The human tide inched through the boulevards of Paris yesterday, filling every interstice, every square foot of pavement.
It was a flow so dense that marchers could at times barely move or breathe and were forced to stand in place for long periods. Waves of demonstrators were still passing the starting point three hours after the march set off.
Yet throughout this outpouring of fraternité they remained good-natured. Chants of "Char-lie. Char-lie" erupted, followed by ripples of applause. The same words were on every lips, on every placard: "Je suis Charlie. Nous sommes Charlie."
Or, as paraphrased by Taoiseach Enda Kenny, who walked at the front of the march with President François Hollande and 50 other heads of state and government, "Nous sommes tous français aujourd'hui."
"Today, Paris is the capital of the world," Mr Hollande said. He was flanked by Malian president Ibrahim Boubacar Keita and German chancellor Angela Merkel. Israeli prime minister Binyamin Netanyahu marched alongside Keita, while Mahmoud Abbas, president of the Palestinian Authority, was on the far side of Dr Merkel.
Massacred 12 people
Only four days had passed since Chérif and Said Kouachi, sons of Algerian immigrants who claimed to represent al-Qaeda in the Arabian peninsula, massacred 12 people at the offices of the Charlie Hebdo satirical weekly. The Kouachis' accomplice, Ahmedi Coulibaly, the son of Malian immigrants and a follower of Islamic State, shot a policewoman dead on Thursday. On Friday, the Kouachis and Coulibaly made their last stands, in an industrial zone north of Paris, and in a kosher supermarket where Coulibaly killed four Jewish hostages.
In all, the rampage claimed 17 French lives in three days. The marchers overcame fears of more attacks to join in the gathering. "Même pas peur – not even scared – appeared on many placards. Some 4,300 police and 1,350 soldiers were deployed. Police snipers stood on rooftops. A helicopter flew high overhead.
Prime minister Manuel Valls predicted "an unprecedented demonstration" that would be "written in the history books".
It surpassed all expectations. According to the interior ministry, 3.7 million people marched in French cities, including more than 1.5 million in Paris. Not even at the liberation of Paris from Nazi Germany had so many French people gone into the streets.
For a day, the French set their differences aside, finding unity in their attachment to the secular republic, and in their rejection of extremism.
The marchers vowed not to confuse extremism with Islam. “The French are not stupid. They know the difference between Islamic State and people like us,” said Sema Sezen (25), the daughter of Turkish immigrants.
“I love France”
Her uncle Cumali Sezen, a tailor, emigrated from Istanbul 25 years ago. "I love France, " he said. "When I was a student in Turkey, we read Balzac and Victor Hugo. We were educated with European values and we have come to protest at the threat against them."

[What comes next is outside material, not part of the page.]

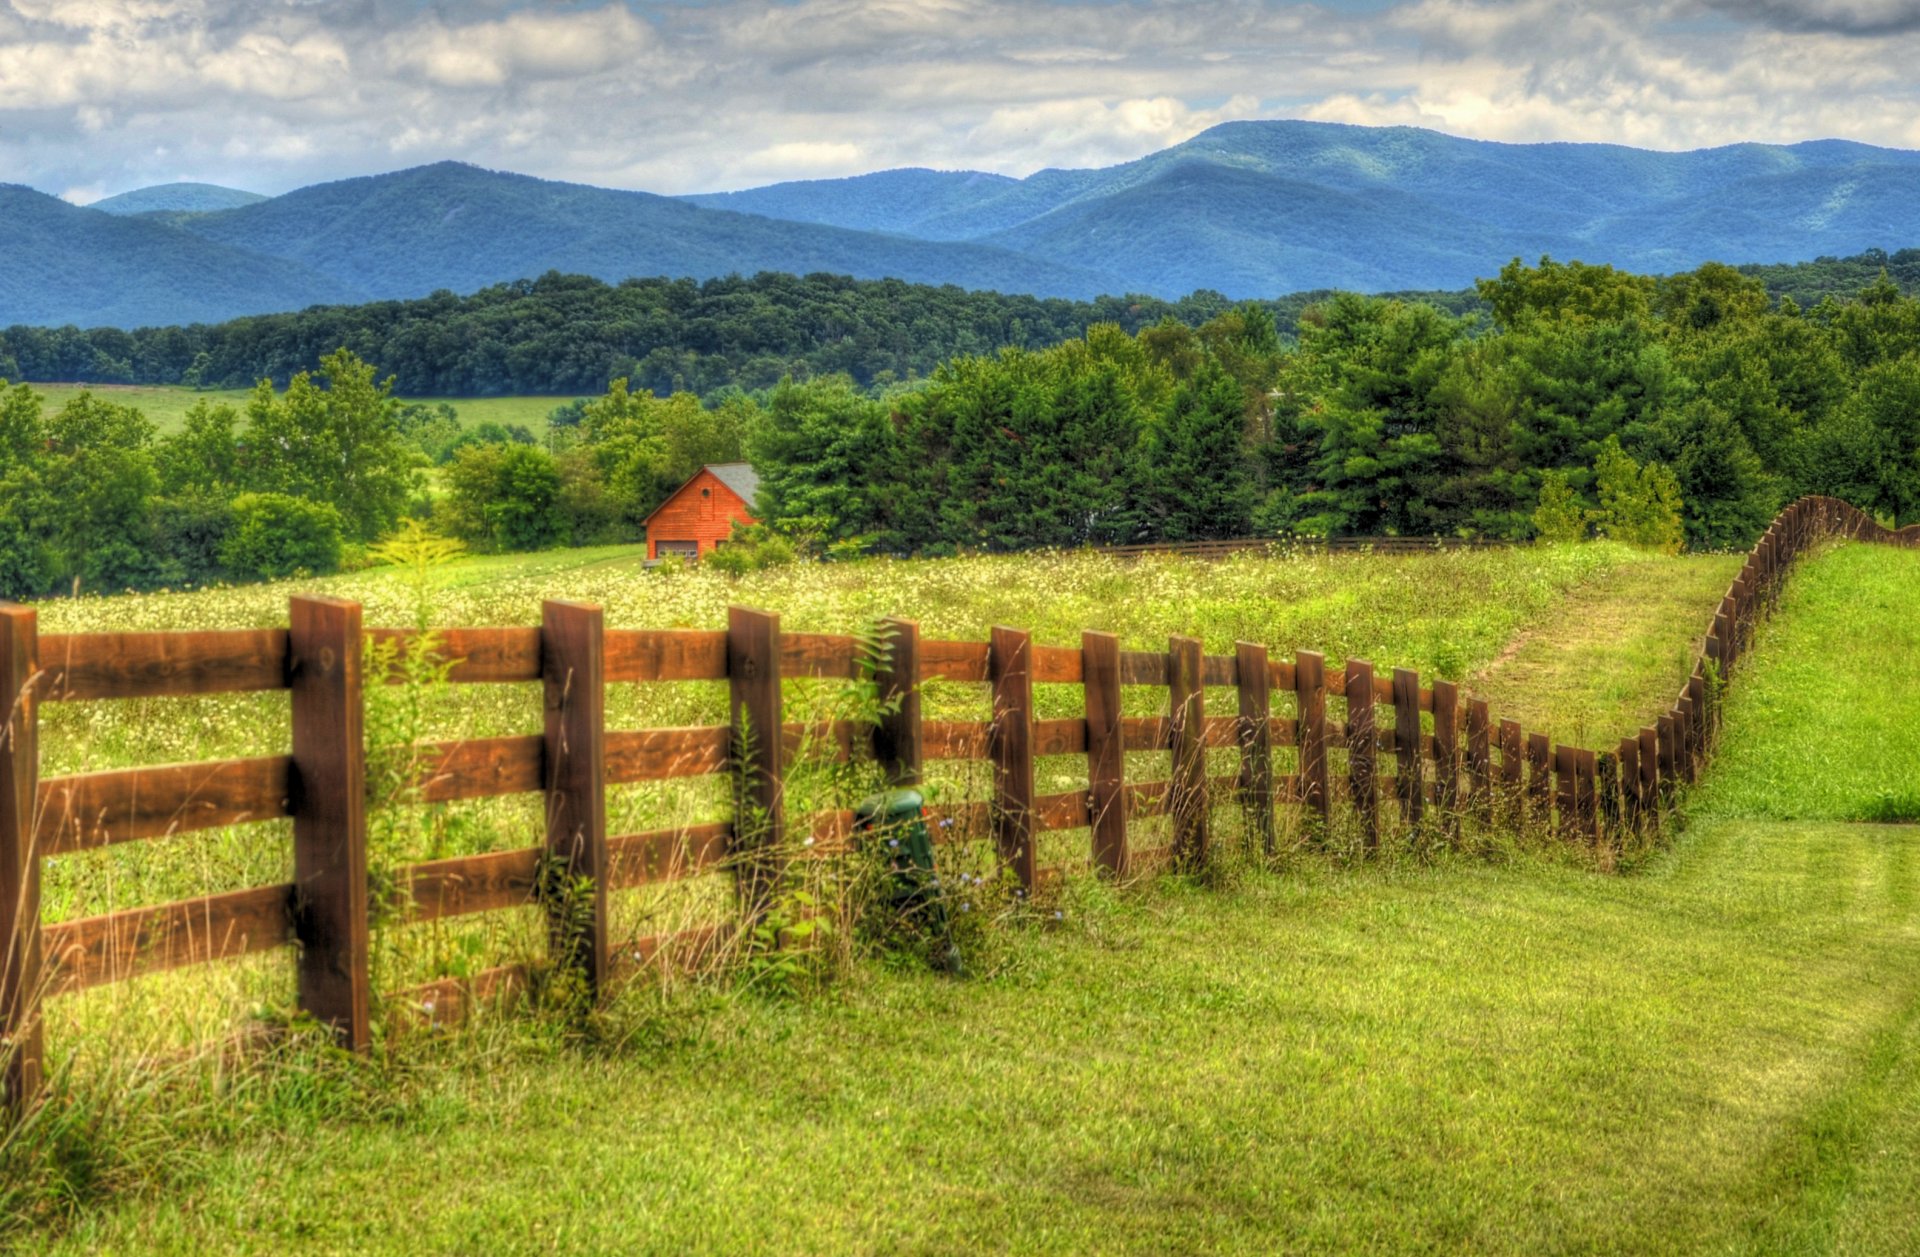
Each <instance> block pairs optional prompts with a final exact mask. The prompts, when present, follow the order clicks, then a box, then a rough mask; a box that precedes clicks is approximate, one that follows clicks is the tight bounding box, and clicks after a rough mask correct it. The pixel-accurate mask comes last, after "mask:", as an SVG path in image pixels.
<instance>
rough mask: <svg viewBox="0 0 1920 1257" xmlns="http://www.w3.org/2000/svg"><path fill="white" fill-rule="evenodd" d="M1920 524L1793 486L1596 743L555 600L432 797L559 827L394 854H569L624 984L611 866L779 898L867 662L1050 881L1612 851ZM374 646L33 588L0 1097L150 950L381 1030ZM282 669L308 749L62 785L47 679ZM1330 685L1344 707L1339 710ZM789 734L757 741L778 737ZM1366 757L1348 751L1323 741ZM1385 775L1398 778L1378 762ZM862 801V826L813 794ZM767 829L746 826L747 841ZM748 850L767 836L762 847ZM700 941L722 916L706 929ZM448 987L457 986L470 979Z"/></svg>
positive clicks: (732, 613) (1293, 674)
mask: <svg viewBox="0 0 1920 1257" xmlns="http://www.w3.org/2000/svg"><path fill="white" fill-rule="evenodd" d="M1832 535H1845V537H1859V539H1878V541H1895V543H1903V545H1920V530H1916V528H1908V530H1903V532H1901V534H1887V532H1885V530H1882V528H1880V526H1878V524H1874V520H1870V518H1868V516H1864V514H1862V512H1859V510H1855V509H1853V507H1849V505H1845V503H1839V501H1836V499H1812V497H1811V499H1803V501H1799V503H1793V505H1791V507H1789V509H1788V510H1784V512H1782V514H1780V516H1778V518H1776V520H1774V524H1772V526H1770V528H1768V530H1766V535H1764V537H1761V541H1759V543H1757V545H1755V547H1753V551H1751V555H1749V557H1747V562H1745V566H1743V568H1741V572H1740V576H1738V578H1736V580H1734V583H1732V587H1730V589H1728V593H1726V597H1724V599H1722V603H1720V606H1718V610H1716V614H1715V618H1713V622H1711V626H1709V631H1707V635H1705V641H1703V649H1701V652H1699V660H1697V664H1695V668H1693V672H1692V676H1690V677H1688V681H1686V687H1684V689H1682V691H1680V695H1678V697H1676V700H1674V702H1672V706H1670V708H1668V710H1667V712H1665V714H1663V716H1659V720H1657V722H1655V723H1653V725H1647V727H1644V729H1640V731H1638V733H1634V735H1628V737H1624V739H1620V743H1619V745H1617V747H1609V748H1605V750H1599V752H1596V750H1586V748H1580V747H1567V745H1553V743H1551V741H1549V739H1548V735H1546V733H1538V731H1526V729H1523V727H1521V725H1519V723H1517V722H1513V720H1496V716H1494V714H1492V712H1490V710H1488V704H1486V702H1484V700H1480V699H1473V697H1467V695H1463V693H1461V689H1459V685H1455V683H1452V681H1442V679H1436V681H1432V683H1423V679H1421V677H1419V674H1417V672H1413V670H1409V668H1394V670H1392V672H1384V670H1382V672H1377V670H1375V668H1373V664H1369V662H1365V660H1357V658H1350V660H1346V664H1344V666H1342V668H1329V666H1327V662H1325V658H1323V656H1321V654H1317V652H1311V651H1300V652H1298V654H1296V656H1294V658H1292V660H1279V658H1269V654H1267V649H1265V647H1260V645H1250V643H1240V645H1238V647H1236V649H1235V652H1233V654H1206V652H1204V651H1202V645H1200V641H1198V639H1194V637H1173V639H1171V641H1169V647H1167V651H1121V649H1119V639H1117V637H1114V635H1112V633H1096V631H1089V633H1083V637H1081V645H1079V647H1077V649H1071V647H1048V645H1037V643H1033V641H1031V637H1029V635H1027V633H1023V631H1018V629H1004V628H1002V629H995V631H993V635H991V641H985V643H979V641H931V639H922V637H920V629H918V626H916V624H914V622H910V620H889V622H885V626H883V641H885V643H887V645H885V649H883V651H881V654H879V658H877V660H874V658H868V654H866V651H864V649H862V647H860V643H858V639H854V637H839V635H818V633H783V631H781V628H780V616H774V614H764V612H756V610H747V608H733V610H732V612H730V618H728V628H726V631H680V629H674V631H651V629H611V628H607V626H605V624H603V616H601V610H599V608H597V606H589V605H578V603H547V605H545V608H543V622H541V626H540V628H455V629H444V631H440V633H436V641H438V649H440V651H442V654H444V656H445V658H453V660H457V664H455V666H453V670H451V681H453V683H461V685H497V683H532V681H538V683H541V685H543V695H545V700H543V712H545V727H543V731H541V733H530V735H522V737H493V739H476V741H461V743H447V745H442V747H438V748H434V754H432V756H428V758H430V760H432V762H434V768H432V771H428V773H426V775H424V777H422V781H420V787H419V789H420V800H422V802H455V800H468V798H490V796H501V795H543V796H545V818H547V821H545V835H543V841H541V842H540V844H536V846H526V848H520V850H507V852H490V854H480V856H463V858H453V860H438V862H430V864H417V866H411V867H407V869H403V875H401V885H403V887H405V894H407V896H409V898H411V908H413V913H415V915H411V917H409V919H417V921H420V919H444V917H457V915H467V913H478V912H493V910H501V908H516V906H524V904H530V902H536V900H538V898H541V887H543V885H549V883H551V881H553V879H551V877H545V879H543V877H541V871H543V867H549V869H551V867H555V866H559V867H563V869H564V871H566V873H568V875H570V877H568V881H570V883H572V885H574V887H580V885H586V887H591V896H589V898H591V902H589V904H588V906H586V912H580V906H578V904H572V906H568V908H566V912H564V917H566V925H564V931H563V927H561V925H559V919H561V915H563V908H561V906H559V904H549V908H551V910H553V915H555V921H557V923H555V933H553V938H555V946H564V948H566V952H570V954H568V956H559V958H557V960H566V961H570V963H574V965H578V969H580V971H582V973H584V977H586V981H588V983H589V988H591V990H595V992H597V990H599V988H603V986H605V984H607V983H609V981H611V979H612V977H614V967H616V961H614V958H612V956H611V952H609V938H607V919H609V913H607V896H609V892H611V890H616V889H624V887H636V885H647V883H662V881H676V879H684V877H693V875H699V873H703V871H714V869H720V867H733V869H735V871H737V873H735V875H737V879H739V883H741V898H739V910H737V915H739V917H747V915H751V913H753V912H755V908H756V904H762V902H764V885H766V877H768V867H766V862H764V860H755V854H756V852H774V850H785V846H783V837H785V827H787V825H789V819H791V818H787V814H785V806H783V779H785V756H787V754H789V752H791V748H793V747H795V745H799V741H801V739H804V737H808V731H806V729H801V727H797V725H787V723H783V695H781V679H783V677H829V679H831V677H843V679H860V677H870V679H874V681H877V685H879V691H881V697H883V699H887V702H885V708H887V714H885V716H883V718H881V720H879V722H877V723H876V725H872V727H854V725H851V723H841V725H837V727H833V729H829V733H831V737H833V741H835V743H837V750H839V754H841V756H852V754H868V752H870V754H874V756H876V758H877V762H879V764H881V768H883V770H885V773H887V775H889V779H893V781H900V783H912V781H918V779H920V777H922V770H924V764H925V762H927V760H987V762H989V764H991V770H993V773H991V775H993V798H991V800H987V802H960V804H952V806H948V808H947V810H945V818H947V819H964V821H966V825H964V827H962V831H979V833H987V835H991V839H993V842H995V846H996V850H998V856H1000V858H1002V860H1004V862H1006V864H1008V866H1010V867H1012V871H1014V873H1016V875H1018V879H1020V881H1021V885H1023V887H1027V889H1031V887H1035V885H1037V883H1041V881H1043V879H1044V877H1046V873H1048V871H1046V869H1043V867H1039V862H1037V837H1039V835H1043V833H1046V831H1060V829H1087V831H1089V833H1091V852H1089V858H1091V866H1092V867H1096V869H1102V871H1104V873H1110V875H1116V877H1133V875H1139V873H1144V871H1150V869H1154V867H1160V866H1165V864H1173V866H1198V864H1204V862H1206V858H1208V848H1210V841H1212V829H1213V821H1212V812H1213V808H1215V806H1217V804H1225V802H1233V804H1236V806H1238V808H1242V812H1244V816H1246V823H1248V827H1250V835H1252V839H1254V841H1256V842H1267V844H1271V842H1273V835H1275V814H1277V810H1279V808H1292V810H1298V814H1300V816H1302V819H1304V821H1306V825H1308V827H1315V825H1319V827H1325V825H1329V823H1331V821H1332V818H1334V806H1336V802H1338V804H1342V808H1344V812H1346V814H1350V818H1352V821H1354V823H1356V825H1357V829H1359V835H1361V842H1363V844H1367V846H1371V844H1377V842H1379V841H1380V833H1382V829H1384V827H1388V825H1392V823H1394V821H1396V818H1398V825H1402V827H1407V825H1411V827H1427V833H1434V835H1438V837H1440V839H1452V837H1457V833H1459V827H1461V821H1463V819H1465V818H1473V819H1476V823H1482V825H1498V827H1515V829H1517V827H1526V829H1532V831H1546V833H1555V835H1559V837H1563V839H1565V841H1571V842H1580V844H1588V846H1594V848H1597V850H1601V852H1605V850H1607V848H1609V844H1613V842H1617V841H1619V839H1620V835H1622V833H1624V831H1628V829H1642V827H1647V825H1659V819H1661V816H1663V812H1665V810H1667V808H1668V806H1670V804H1672V800H1674V793H1676V787H1678V785H1682V783H1692V781H1693V779H1695V775H1697V771H1699V768H1701V764H1703V762H1705V760H1707V756H1711V752H1713V743H1715V731H1716V727H1718V700H1716V695H1718V687H1720V683H1724V679H1726V677H1728V676H1732V672H1734V668H1736V666H1738V662H1740V658H1741V654H1743V652H1745V651H1747V643H1749V639H1751V631H1753V626H1755V624H1757V620H1759V618H1761V616H1763V614H1764V612H1766V610H1768V608H1770V606H1772V603H1774V601H1776V599H1778V593H1780V583H1782V578H1784V574H1786V570H1788V566H1789V564H1791V560H1793V558H1795V557H1797V555H1799V553H1803V551H1805V549H1807V547H1809V545H1811V543H1814V541H1816V539H1820V537H1832ZM369 639H388V641H392V643H396V645H397V649H399V651H405V649H407V647H409V645H411V643H413V641H415V635H413V633H411V631H396V629H365V628H363V626H361V608H359V606H357V605H353V603H344V601H338V599H323V597H296V599H294V601H292V614H290V624H288V628H286V629H257V631H196V633H84V635H46V637H40V635H38V633H36V622H35V612H33V610H31V608H23V606H10V605H6V606H0V697H4V699H6V702H8V720H6V739H4V745H0V942H4V946H6V965H4V969H0V1034H4V1044H0V1063H4V1088H6V1102H8V1107H13V1109H17V1107H19V1105H21V1103H25V1102H27V1100H29V1098H31V1096H35V1094H36V1090H38V1086H40V1065H42V1017H40V1004H42V1000H46V998H54V996H60V994H61V992H73V990H83V988H86V986H96V984H102V983H113V981H125V979H132V977H138V975H144V973H154V971H159V969H173V967H180V965H190V963H205V961H215V960H223V958H236V956H246V954H253V952H265V950H273V948H288V946H290V948H292V950H294V956H296V965H298V992H300V1004H301V1008H303V1009H305V1011H307V1013H311V1015H313V1017H315V1019H317V1021H319V1023H323V1025H328V1027H332V1031H334V1032H336V1034H338V1038H340V1042H342V1044H344V1046H348V1048H355V1050H359V1048H365V1046H369V1040H371V1021H372V1013H371V1009H372V992H371V986H369V933H371V931H369V877H367V802H365V798H367V783H365V775H367V756H365V747H363V681H365V677H363V660H365V647H367V641H369ZM927 679H947V681H968V683H977V685H985V687H987V689H989V693H991V699H993V720H987V722H935V720H922V704H920V683H922V681H927ZM622 681H637V683H672V681H726V683H728V689H730V710H732V722H730V723H728V725H703V727H682V729H609V727H607V706H605V687H607V685H609V683H622ZM1037 683H1043V685H1048V683H1050V685H1079V687H1081V689H1083V693H1085V714H1083V716H1079V718H1071V720H1037V718H1035V702H1033V687H1035V685H1037ZM1125 687H1156V689H1164V691H1165V693H1167V702H1165V708H1164V714H1162V716H1152V718H1139V716H1125V714H1123V704H1121V691H1123V689H1125ZM1221 689H1231V691H1235V706H1233V714H1231V716H1229V714H1221V716H1213V714H1210V708H1208V691H1221ZM244 691H290V697H292V737H290V750H288V754H280V756H261V758H242V760H225V762H213V764H179V766H163V768H132V770H121V771H100V773H84V775H65V777H48V779H40V775H38V747H36V739H38V710H40V704H46V702H111V700H123V699H142V697H177V695H213V693H244ZM1332 704H1338V716H1340V718H1338V720H1336V718H1334V710H1332ZM774 727H780V729H781V731H783V735H781V737H753V735H751V731H755V729H774ZM1210 748H1223V750H1227V748H1236V750H1238V771H1236V773H1231V775H1213V777H1210V773H1208V758H1206V752H1208V750H1210ZM1275 748H1292V752H1294V756H1292V766H1294V771H1286V773H1279V771H1275V754H1273V752H1275ZM1137 750H1158V752H1171V773H1169V777H1167V779H1164V781H1129V779H1127V752H1137ZM1336 750H1340V752H1344V762H1342V764H1340V770H1338V771H1336V760H1334V756H1332V752H1336ZM1037 756H1085V758H1087V779H1089V787H1087V789H1085V791H1069V793H1056V795H1039V793H1037V789H1035V758H1037ZM1388 770H1392V771H1388ZM714 773H724V775H732V779H733V791H735V816H753V818H756V819H755V823H753V825H743V827H739V829H735V825H733V823H728V821H718V823H708V825H695V827H691V829H689V827H682V829H672V831H655V833H634V835H609V831H607V829H609V827H607V787H611V785H620V783H636V781H660V779H672V777H695V775H714ZM1146 816H1167V818H1171V821H1169V829H1171V842H1164V844H1160V846H1152V848H1144V846H1137V844H1135V837H1137V835H1135V825H1133V823H1131V821H1137V819H1140V818H1146ZM280 818H290V819H292V835H294V879H292V881H290V883H280V885H267V887H253V889H244V890H228V892H223V894H211V896H202V898H196V900H184V902H171V904H157V906H146V908H132V910H125V912H115V913H109V915H98V917H86V919H75V921H61V923H54V925H44V923H42V921H40V892H38V889H40V864H42V860H46V858H48V856H60V854H67V852H79V850H88V848H98V846H106V844H115V842H138V841H150V839H163V837H165V839H179V837H180V835H186V833H194V831H205V829H217V827H227V825H238V823H250V821H265V819H280ZM797 823H801V825H822V823H828V825H839V827H841V831H845V823H847V818H845V816H835V818H799V821H797ZM749 831H751V833H749ZM747 844H751V846H753V850H743V846H747ZM712 933H714V931H687V933H682V935H672V937H660V938H651V940H645V944H643V946H641V948H639V950H637V954H636V952H628V950H626V948H622V961H626V963H634V961H636V960H637V961H639V963H651V961H655V960H660V958H666V956H670V954H672V950H674V948H682V946H693V948H699V946H701V944H703V942H710V940H712ZM689 935H699V937H689ZM513 977H515V975H513V971H509V969H493V971H488V975H482V977H480V979H474V981H472V983H467V984H453V983H447V984H445V986H447V990H445V996H447V998H449V1000H459V998H468V1000H470V998H480V996H484V994H486V992H488V990H493V988H497V986H499V984H501V983H505V981H513ZM455 986H459V988H457V990H455Z"/></svg>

Reporters Without Borders objected to the presence of leaders from Egypt, Russia, Turkey, Algeria and the United Arab Emirates, all of whom it accused of suppressing the freedom of expression.
Seamus Dooley, the Irish secretary for the National Union of Journalists, and Michelle Stanistreet, NUJ general secretary, marched alongside French trade unions and families of the murdered journalists.